Cloitré à la maison, le mari envisage d’écrire un livre d’excuses à toutes ces femmes qui pourraient se sentir blessées, agressées, expliquer sa misogynie malgré lui, sa masculinité à l’insu de son plein gré. Un projet auquel se joint son envahissant frère journaliste, homme qui se fait défenseur des droits des femmes, mais se transforme en loup de Tex Avery lorsque débarque « la » babysitter du titre. Une nounou pas comme les autres, incarnée par la jeune actrice Nadia Tereszkiewicz , vue récemment dans « Seules les bêtes » de Dominik Moll et « Persona non grata » de Roschdy Zem), et qui sera en compétition au Festival de Cannes dans le film de Valeria Bruni-Tedeschi, « Les Amandiers ».

« Ce n’est pas une comédie classique »

« Au-delà de #MeToo, ce qui m’intéresse c’est la déconstruction de l’humiliation », dit Monia Chokri, qui s’est donné le rôle de l’épouse fatiguée.

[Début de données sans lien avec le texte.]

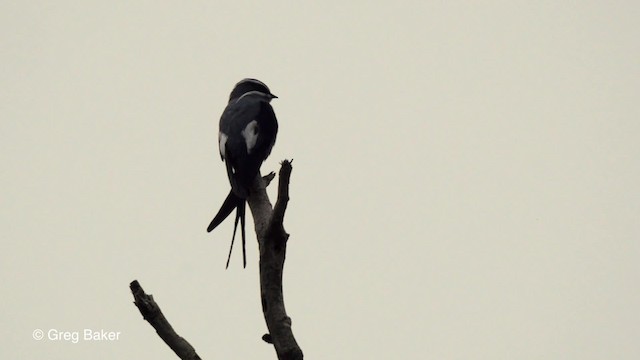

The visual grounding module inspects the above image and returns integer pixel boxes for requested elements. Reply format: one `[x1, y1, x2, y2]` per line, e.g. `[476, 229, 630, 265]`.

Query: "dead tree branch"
[129, 280, 202, 360]
[247, 160, 302, 360]
[130, 160, 301, 360]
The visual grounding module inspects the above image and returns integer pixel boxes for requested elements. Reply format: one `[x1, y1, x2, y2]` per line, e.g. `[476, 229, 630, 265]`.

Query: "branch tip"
[262, 333, 273, 344]
[129, 280, 202, 360]
[263, 171, 277, 186]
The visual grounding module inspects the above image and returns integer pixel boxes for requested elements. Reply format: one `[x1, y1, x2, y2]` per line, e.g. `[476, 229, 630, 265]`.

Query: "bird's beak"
[270, 94, 278, 99]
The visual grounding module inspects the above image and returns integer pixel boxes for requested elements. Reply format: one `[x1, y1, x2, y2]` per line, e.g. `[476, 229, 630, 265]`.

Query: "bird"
[207, 78, 279, 268]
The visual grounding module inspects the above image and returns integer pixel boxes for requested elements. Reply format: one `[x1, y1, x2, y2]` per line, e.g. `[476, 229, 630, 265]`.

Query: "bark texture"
[130, 160, 302, 360]
[247, 160, 303, 360]
[129, 280, 202, 360]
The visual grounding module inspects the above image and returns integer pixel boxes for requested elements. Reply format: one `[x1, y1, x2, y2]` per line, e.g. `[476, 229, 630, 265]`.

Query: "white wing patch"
[219, 132, 228, 159]
[241, 120, 259, 154]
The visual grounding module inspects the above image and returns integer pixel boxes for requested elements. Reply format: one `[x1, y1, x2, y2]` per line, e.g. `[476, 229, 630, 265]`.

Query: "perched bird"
[207, 79, 279, 268]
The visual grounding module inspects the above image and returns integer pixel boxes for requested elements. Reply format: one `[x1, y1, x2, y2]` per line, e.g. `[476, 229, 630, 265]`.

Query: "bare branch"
[247, 160, 303, 360]
[248, 173, 274, 237]
[130, 280, 202, 360]
[271, 160, 292, 232]
[262, 171, 277, 187]
[130, 159, 302, 360]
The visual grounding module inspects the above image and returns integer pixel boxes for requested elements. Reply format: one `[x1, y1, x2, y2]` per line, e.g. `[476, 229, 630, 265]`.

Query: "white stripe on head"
[229, 78, 273, 103]
[236, 90, 268, 102]
[236, 90, 270, 102]
[218, 132, 228, 159]
[241, 120, 259, 154]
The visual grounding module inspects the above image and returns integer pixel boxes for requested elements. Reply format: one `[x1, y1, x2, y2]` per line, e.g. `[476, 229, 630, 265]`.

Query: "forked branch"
[130, 160, 302, 360]
[247, 159, 302, 360]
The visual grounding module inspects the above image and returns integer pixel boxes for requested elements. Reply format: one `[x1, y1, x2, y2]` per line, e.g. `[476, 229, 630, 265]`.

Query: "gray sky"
[2, 1, 639, 359]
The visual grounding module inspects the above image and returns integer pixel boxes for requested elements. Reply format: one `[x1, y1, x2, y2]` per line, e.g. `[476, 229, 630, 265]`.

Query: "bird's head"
[229, 78, 278, 103]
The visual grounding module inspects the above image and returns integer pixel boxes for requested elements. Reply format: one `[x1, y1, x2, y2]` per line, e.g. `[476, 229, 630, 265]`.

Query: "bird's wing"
[250, 101, 279, 160]
[218, 98, 262, 197]
[218, 100, 260, 161]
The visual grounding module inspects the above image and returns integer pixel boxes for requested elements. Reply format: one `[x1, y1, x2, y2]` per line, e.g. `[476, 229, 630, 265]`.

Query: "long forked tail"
[224, 201, 247, 268]
[207, 190, 241, 232]
[208, 190, 247, 268]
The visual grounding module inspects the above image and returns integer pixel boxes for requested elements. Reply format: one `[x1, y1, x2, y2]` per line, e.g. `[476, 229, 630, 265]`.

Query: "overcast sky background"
[2, 1, 639, 359]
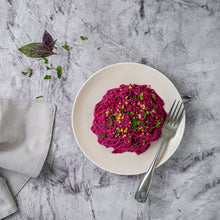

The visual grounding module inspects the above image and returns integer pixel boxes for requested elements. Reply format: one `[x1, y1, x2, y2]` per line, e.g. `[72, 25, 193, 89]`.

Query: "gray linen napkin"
[0, 99, 55, 219]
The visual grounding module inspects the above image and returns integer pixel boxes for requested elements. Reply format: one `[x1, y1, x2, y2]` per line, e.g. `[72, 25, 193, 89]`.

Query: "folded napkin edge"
[31, 104, 56, 177]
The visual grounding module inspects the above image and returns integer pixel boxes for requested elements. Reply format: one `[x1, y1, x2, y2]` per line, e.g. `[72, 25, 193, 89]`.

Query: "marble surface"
[1, 0, 220, 219]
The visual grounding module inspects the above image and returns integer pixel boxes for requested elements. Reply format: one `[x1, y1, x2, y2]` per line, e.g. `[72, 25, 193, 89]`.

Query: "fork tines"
[166, 100, 184, 126]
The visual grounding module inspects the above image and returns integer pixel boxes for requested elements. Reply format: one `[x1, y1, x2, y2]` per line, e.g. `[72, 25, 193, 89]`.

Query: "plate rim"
[72, 62, 185, 175]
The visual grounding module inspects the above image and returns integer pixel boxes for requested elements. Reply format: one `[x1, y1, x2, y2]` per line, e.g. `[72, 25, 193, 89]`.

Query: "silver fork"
[134, 100, 185, 203]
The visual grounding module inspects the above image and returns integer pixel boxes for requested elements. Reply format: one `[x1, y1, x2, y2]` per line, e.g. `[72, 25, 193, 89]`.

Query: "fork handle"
[134, 137, 168, 203]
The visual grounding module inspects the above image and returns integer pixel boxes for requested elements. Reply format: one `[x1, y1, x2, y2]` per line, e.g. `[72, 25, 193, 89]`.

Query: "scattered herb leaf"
[115, 130, 120, 133]
[133, 95, 137, 99]
[22, 71, 28, 75]
[103, 126, 109, 129]
[128, 111, 135, 115]
[97, 47, 101, 50]
[131, 118, 139, 130]
[29, 68, 33, 77]
[43, 30, 54, 50]
[42, 57, 48, 64]
[142, 140, 145, 145]
[100, 133, 105, 138]
[46, 66, 53, 70]
[54, 46, 57, 50]
[36, 96, 43, 99]
[140, 93, 144, 100]
[56, 66, 62, 79]
[178, 209, 181, 212]
[144, 111, 147, 118]
[54, 39, 57, 44]
[62, 41, 68, 50]
[110, 116, 115, 121]
[108, 120, 113, 126]
[44, 75, 51, 79]
[153, 105, 158, 109]
[151, 93, 156, 100]
[80, 36, 88, 40]
[115, 97, 118, 101]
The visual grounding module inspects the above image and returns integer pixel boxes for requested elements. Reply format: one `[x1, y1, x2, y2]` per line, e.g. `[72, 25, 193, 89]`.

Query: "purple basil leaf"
[18, 43, 55, 58]
[43, 30, 54, 50]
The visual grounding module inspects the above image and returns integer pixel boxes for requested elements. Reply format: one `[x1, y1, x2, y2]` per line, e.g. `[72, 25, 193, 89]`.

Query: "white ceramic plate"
[72, 63, 185, 175]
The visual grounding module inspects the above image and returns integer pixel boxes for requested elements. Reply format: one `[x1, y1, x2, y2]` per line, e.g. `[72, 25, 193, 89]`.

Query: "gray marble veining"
[0, 0, 220, 219]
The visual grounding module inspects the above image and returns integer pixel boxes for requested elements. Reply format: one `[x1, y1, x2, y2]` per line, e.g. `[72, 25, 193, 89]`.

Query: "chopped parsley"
[22, 68, 32, 77]
[28, 68, 33, 77]
[140, 93, 144, 100]
[132, 95, 137, 99]
[131, 118, 139, 130]
[36, 96, 43, 99]
[62, 41, 68, 50]
[46, 66, 53, 70]
[97, 47, 101, 50]
[144, 111, 148, 118]
[151, 93, 156, 100]
[127, 111, 135, 115]
[115, 130, 120, 133]
[156, 118, 163, 127]
[103, 126, 109, 129]
[153, 105, 158, 109]
[122, 109, 135, 115]
[178, 209, 181, 212]
[110, 116, 115, 121]
[44, 75, 51, 79]
[142, 140, 145, 145]
[42, 57, 48, 64]
[115, 97, 118, 100]
[80, 36, 88, 40]
[100, 133, 105, 138]
[108, 120, 113, 126]
[53, 39, 57, 50]
[56, 66, 62, 79]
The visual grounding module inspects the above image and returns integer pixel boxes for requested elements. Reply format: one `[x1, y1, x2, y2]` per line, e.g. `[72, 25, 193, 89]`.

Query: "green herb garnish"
[140, 93, 144, 100]
[28, 68, 33, 77]
[46, 66, 53, 70]
[97, 47, 101, 50]
[115, 97, 118, 101]
[132, 95, 137, 99]
[127, 111, 135, 115]
[22, 71, 28, 75]
[56, 66, 62, 79]
[156, 118, 163, 127]
[110, 116, 115, 121]
[44, 75, 51, 79]
[178, 209, 181, 212]
[115, 130, 120, 133]
[151, 93, 156, 100]
[62, 41, 68, 50]
[36, 96, 43, 99]
[131, 118, 139, 130]
[80, 36, 88, 40]
[108, 120, 113, 126]
[142, 140, 145, 145]
[153, 105, 158, 109]
[100, 133, 105, 138]
[42, 57, 48, 64]
[103, 126, 109, 129]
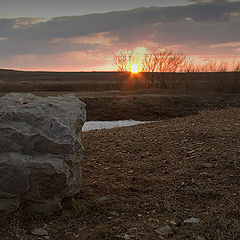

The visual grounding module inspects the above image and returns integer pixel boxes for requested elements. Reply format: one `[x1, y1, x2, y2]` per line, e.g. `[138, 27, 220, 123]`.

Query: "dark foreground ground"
[0, 108, 239, 240]
[1, 69, 240, 121]
[3, 88, 240, 121]
[80, 90, 240, 121]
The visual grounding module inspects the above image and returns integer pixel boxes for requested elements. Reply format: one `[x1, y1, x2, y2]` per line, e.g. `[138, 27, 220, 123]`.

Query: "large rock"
[0, 93, 86, 214]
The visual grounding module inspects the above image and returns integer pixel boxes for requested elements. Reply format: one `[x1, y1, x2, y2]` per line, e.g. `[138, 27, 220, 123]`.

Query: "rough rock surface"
[0, 93, 86, 214]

« C’est une jeune créature extrêmement charismatique, une jeune fille extraordinaire, drôle, étrange, elle hypnotise les personnages », précise Monia Chokri. Demoiselle blonde et souriante, effectivement sexy dans son uniforme de soubrette, cette babysitter ne s’occupe pas que du bébé, elle est aussi attentionnée pour les adultes (femme et hommes) et sème le trouble dans la maison. Dans cette période « d’éveil des consciences », ce film n’évoque pas que les vilains machos, mais aussi le couple, la maternité, le rapport aux médias, le désir, l’éducation… « C’est un regard posé sur les femmes, on craint la sorcière parce qu’elle a des pouvoirs, c’était intéressant d’inverser ces codes-là. Je le vois plutôt comme un film psychanalytique qu’un film de genre » ajoute Monia Chokri, « Les garçons doivent apprendre à écouter les signaux, les hommes ne sont pas éduqués à écouter, et les femmes ne sont pas éduquées à dire non ».

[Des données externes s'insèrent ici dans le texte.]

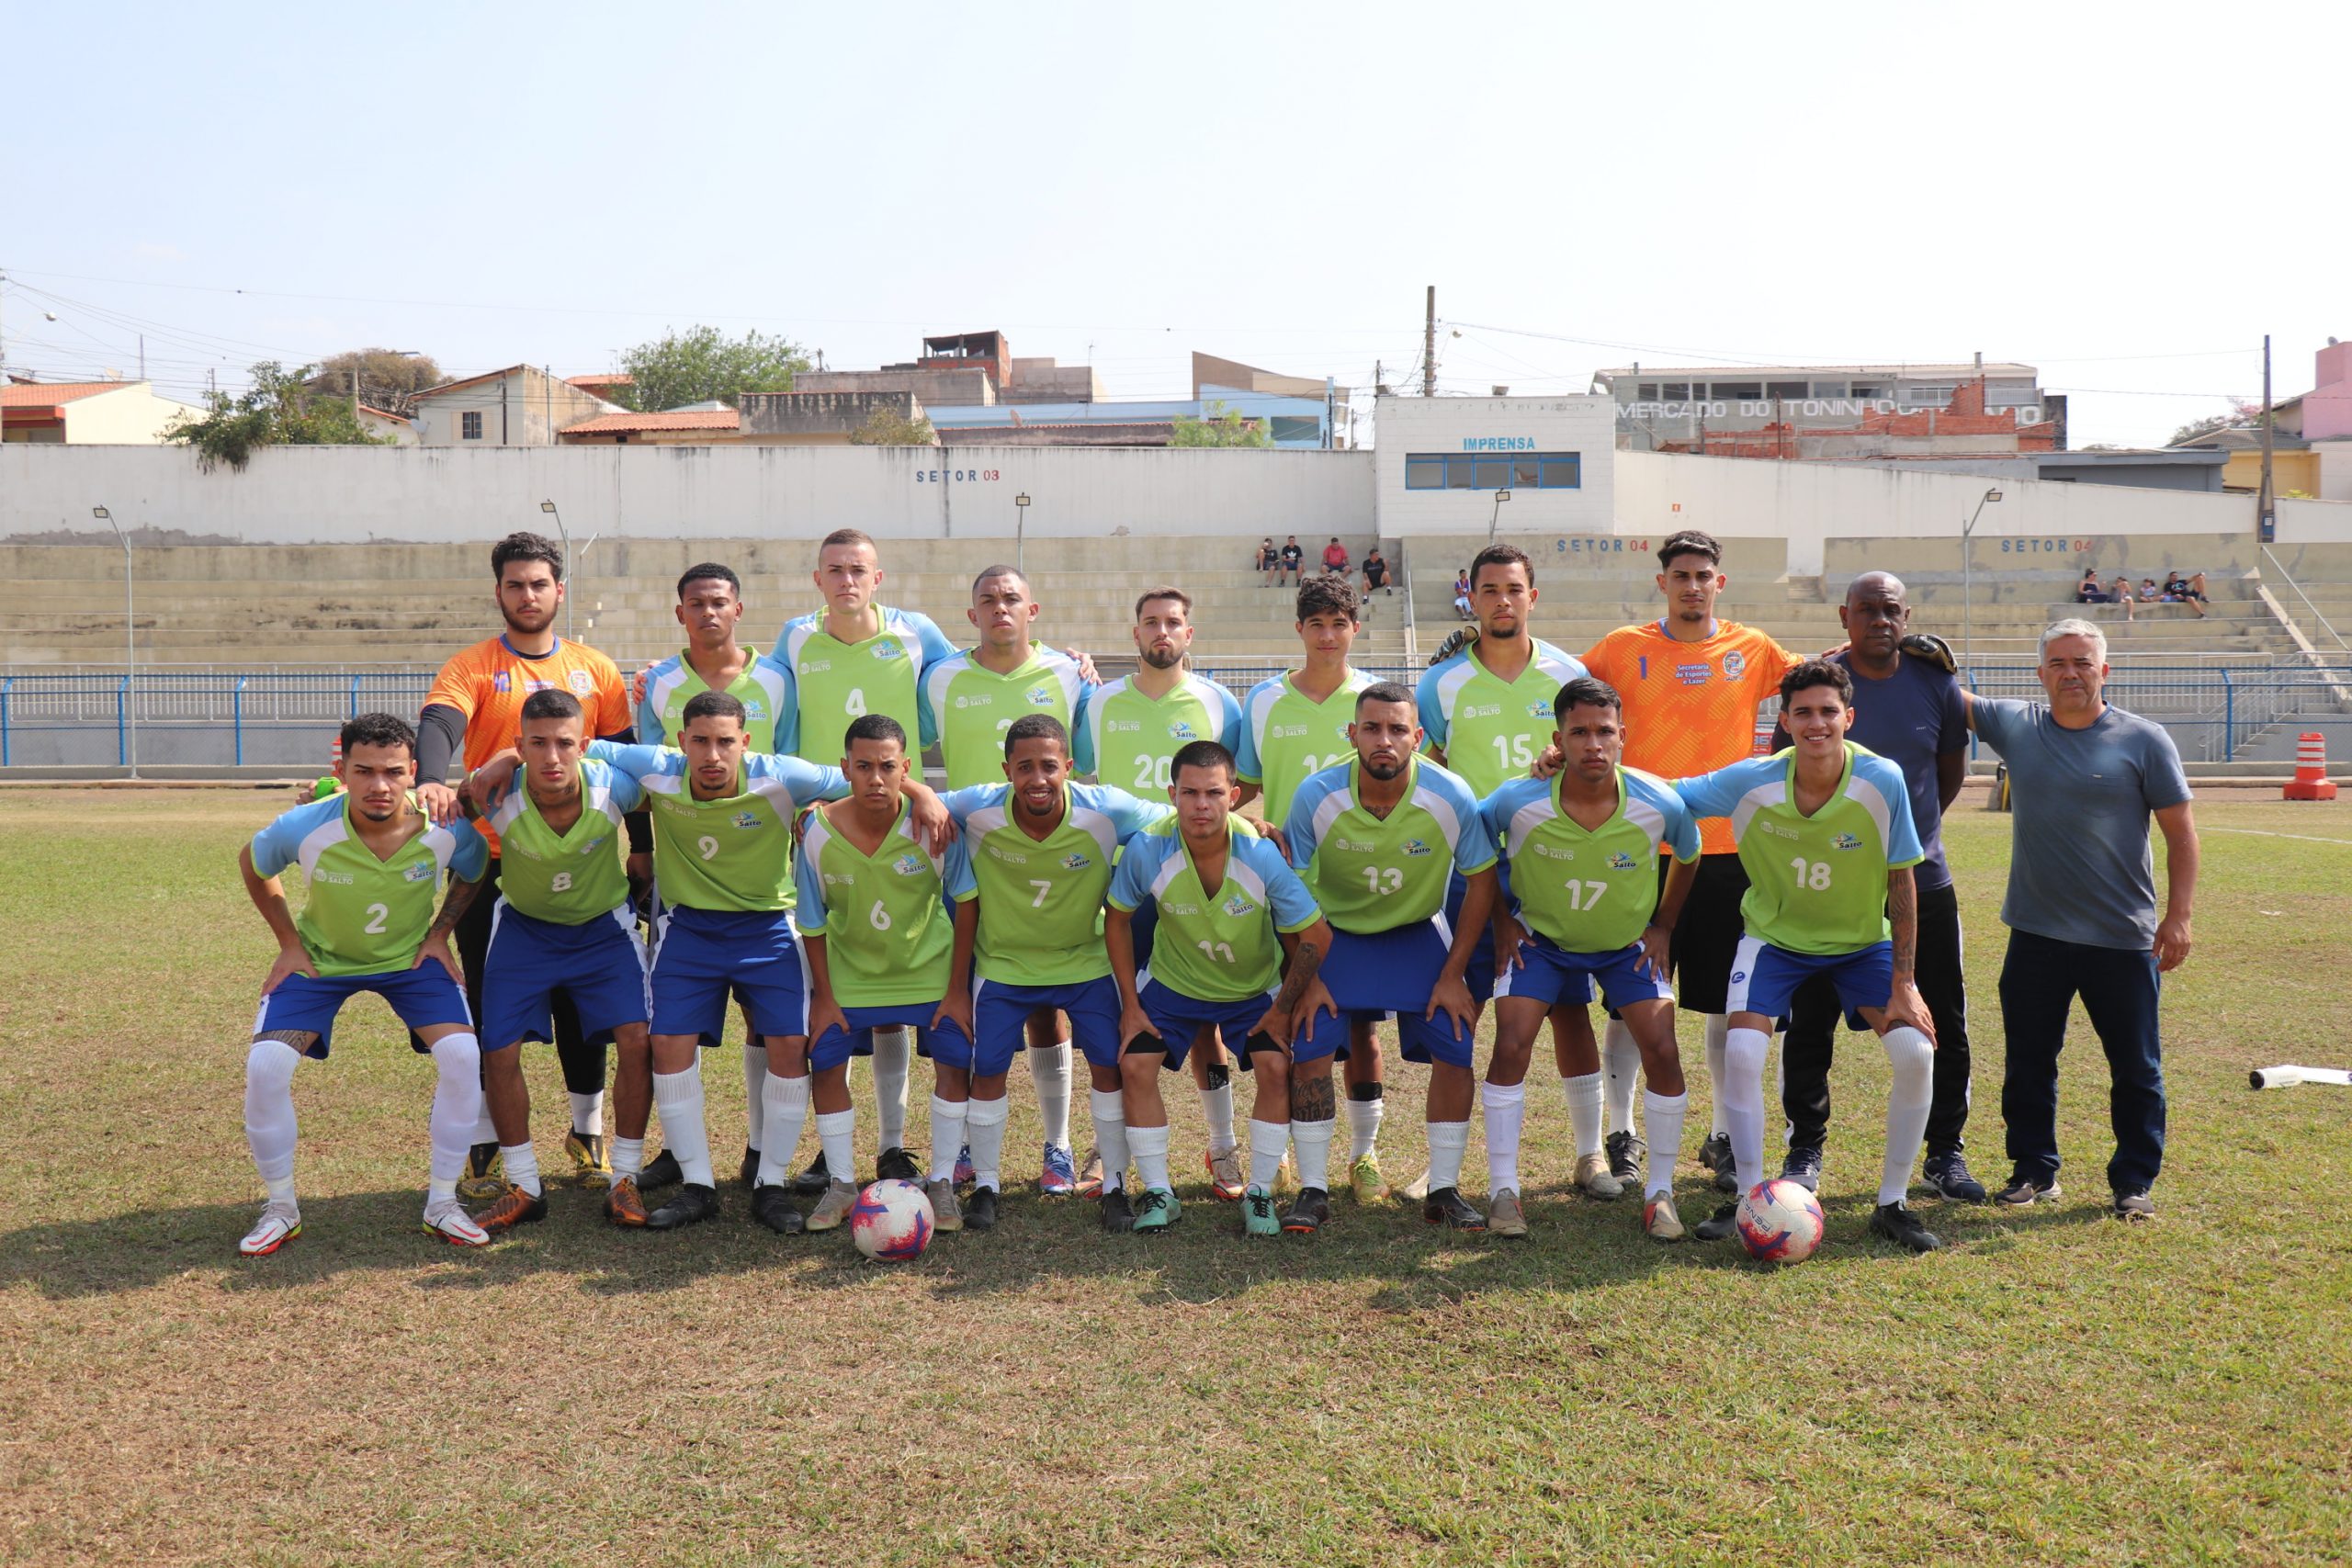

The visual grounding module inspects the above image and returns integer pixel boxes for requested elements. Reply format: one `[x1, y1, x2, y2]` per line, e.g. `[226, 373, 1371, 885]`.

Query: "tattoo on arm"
[1291, 1075, 1336, 1122]
[1272, 940, 1323, 1015]
[1887, 870, 1917, 980]
[429, 876, 481, 941]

Bourré de références visuelles (« Lolita », « American Beauty »…), c’est un film très stylisé, un conte moderne, kitsch et fantaisiste. « On n’est pas dans un réalisme terrien », confirme la cinéaste, « C’est une comédie, j’ai décidé de la traiter en utilisant les codes du genre, mais aussi des codes surprenants, ce n’est pas une comédie classique, ce n’est pas juste parce que ça m’amusait, il y a des éléments qui m’y poussaient ». Elle utilise ainsi « toute une imagerie », de l’horreur, du giallo (cinéma fantastique italien), du cinéma érotique des années 70… insérée dans un film étrange et exagéré, tellement décalé et décapant qu’il en devient parfois outrancier.